The general prosecutor investigated this complaint and requested a report from Egypt's Internet Police, which confirmed that the statement had been published on the websites of the two human rights groups and on Gharbeia's blog. On May 30, 2007, the prosecutor interrogated Gharbeia on accusations of defamation in relation to the comments posted on his blog, which purportedly included defamatory statements about Murad.
Gharbeia told Human Rights Watch that he had at the time already deleted comments from his blog that he felt were inappropriate. On November 11, 2007, the prosecutor interrogated Eid, who confirmed that his organization had issued the statement accusing Murad of plagiarism.
There was no further action until April 2010, when the General Prosecutor‘s Office indicted Saif, Eid, and Gharbeia on defamation charges under articles 303, 306, 307 of the penal code, blackmail under article 327 of the penal code, which carries a penalty of up to six months imprisonment, and “abuse of the internet” under article 76 of the 2003 Communications Law, which carries with it a prison sentence and a fine of up to 20,000 Egyptian Pounds (US$3,541).
The Khalifa prosecutor's office scheduled the first session of the trial for May 22. Both Eid and Gharbeia told Human Rights Watch that the only evidence the prosecutor interrogated them about was the ANHRI statement that alleges that Murad committed plagiarism. It states that portions of the ANHRI report, “Implacable Adversaries: Arab Governments and the Internet,” were reproduced in Murad's book, “The Scientific and Legal Principles of Blogs.” On April 7, 2007, Eid filed a complaint against Murad under the Egyptian Intellectual Property Protection Act no. 82/2002, but the complaint has yet to be investigated by the prosecutor.
Criminal defamation laws are increasingly viewed as inconsistent with the right to freedom of expression. As the United Nations special rapporteur on the promotion and protection of the right to freedom of opinion and expression noted in 2008, “The subjective character of many defamation laws, their overly broad scope and their application within criminal law have turned them into a powerful mechanism to stifle investigative journalism and silence criticism.”
“The prosecutor should never have sent this defamation case to court,” Stork said. “In a country where so many human rights abuses are not properly investigated, the government should put an end to the abuse of the justice system to silence critics.”
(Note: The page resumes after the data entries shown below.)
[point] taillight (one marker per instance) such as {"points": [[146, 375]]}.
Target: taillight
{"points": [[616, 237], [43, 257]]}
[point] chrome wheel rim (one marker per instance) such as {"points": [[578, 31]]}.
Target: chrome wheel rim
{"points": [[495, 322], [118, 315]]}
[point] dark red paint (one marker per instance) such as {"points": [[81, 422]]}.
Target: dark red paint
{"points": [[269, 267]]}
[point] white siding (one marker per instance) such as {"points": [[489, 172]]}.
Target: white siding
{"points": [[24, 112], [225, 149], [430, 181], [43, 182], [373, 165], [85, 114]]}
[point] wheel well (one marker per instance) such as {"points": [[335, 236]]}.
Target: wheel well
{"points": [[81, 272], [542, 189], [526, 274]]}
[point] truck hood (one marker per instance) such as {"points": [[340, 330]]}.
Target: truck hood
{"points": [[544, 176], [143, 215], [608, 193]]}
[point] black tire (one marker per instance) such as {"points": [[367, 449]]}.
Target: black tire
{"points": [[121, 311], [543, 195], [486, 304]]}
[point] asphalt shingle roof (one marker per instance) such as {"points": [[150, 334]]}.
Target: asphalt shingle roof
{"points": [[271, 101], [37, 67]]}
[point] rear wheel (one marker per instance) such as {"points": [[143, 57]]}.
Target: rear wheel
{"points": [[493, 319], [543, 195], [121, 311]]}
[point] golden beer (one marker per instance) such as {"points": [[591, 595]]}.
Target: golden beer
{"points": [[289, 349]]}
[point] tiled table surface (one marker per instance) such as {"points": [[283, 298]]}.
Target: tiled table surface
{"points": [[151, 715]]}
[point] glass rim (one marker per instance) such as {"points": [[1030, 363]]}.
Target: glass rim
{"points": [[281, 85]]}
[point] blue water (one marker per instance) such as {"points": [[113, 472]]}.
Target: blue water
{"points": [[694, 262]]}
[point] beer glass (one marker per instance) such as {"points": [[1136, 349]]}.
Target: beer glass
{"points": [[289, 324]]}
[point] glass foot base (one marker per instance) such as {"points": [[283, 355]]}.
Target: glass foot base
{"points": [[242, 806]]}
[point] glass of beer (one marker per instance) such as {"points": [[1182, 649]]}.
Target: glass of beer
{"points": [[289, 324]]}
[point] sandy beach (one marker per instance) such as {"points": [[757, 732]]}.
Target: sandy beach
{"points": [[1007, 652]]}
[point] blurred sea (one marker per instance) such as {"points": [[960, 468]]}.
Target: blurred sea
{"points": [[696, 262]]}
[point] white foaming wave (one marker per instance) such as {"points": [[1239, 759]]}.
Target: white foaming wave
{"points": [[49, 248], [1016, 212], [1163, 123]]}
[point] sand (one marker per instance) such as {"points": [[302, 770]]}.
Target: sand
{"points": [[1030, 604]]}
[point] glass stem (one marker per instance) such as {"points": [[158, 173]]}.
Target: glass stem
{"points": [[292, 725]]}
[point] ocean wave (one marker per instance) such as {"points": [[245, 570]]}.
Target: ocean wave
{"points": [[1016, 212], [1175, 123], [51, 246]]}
Human Rights Watch expressed concern that this trial is just the latest in a series of attempts by Murad to silence human rights organizations. In December 2007, an administrative court dismissed another case brought by Murad calling for 49 websites of well-known human rights organizations and activists to be blocked because they published information that “tarnished Egypt's reputation.” In 2007, a court dismissed another defamation case that Murad had brought against Eid and two bloggers, Manal Hassan and Alaa Saif, because they had accused him of plagiarism, and the decision was confirmed on appeal.
This case coincides with other incidents of government intolerance of peaceful dissent. On April 6, security officials broke up a peaceful protest and arrested over 100 demonstrators. On May 11, the government renewed the longstanding emergency law, which allows for repression of demonstrations and detention without charge or trial, despite the government's promises since 2005 that it would allow the law to expire. And on March 7, the Egyptian daily Al Dustoor published a leaked new draft law on associations that, if adopted, would impose new restrictions on independent organizations and effectively prevent many of the most critical organizations from operating.
“All eyes are on Egypt as it enters a critical election period,” Stork said. “The government's performance so far this year bodes ill for human rights in the year ahead.”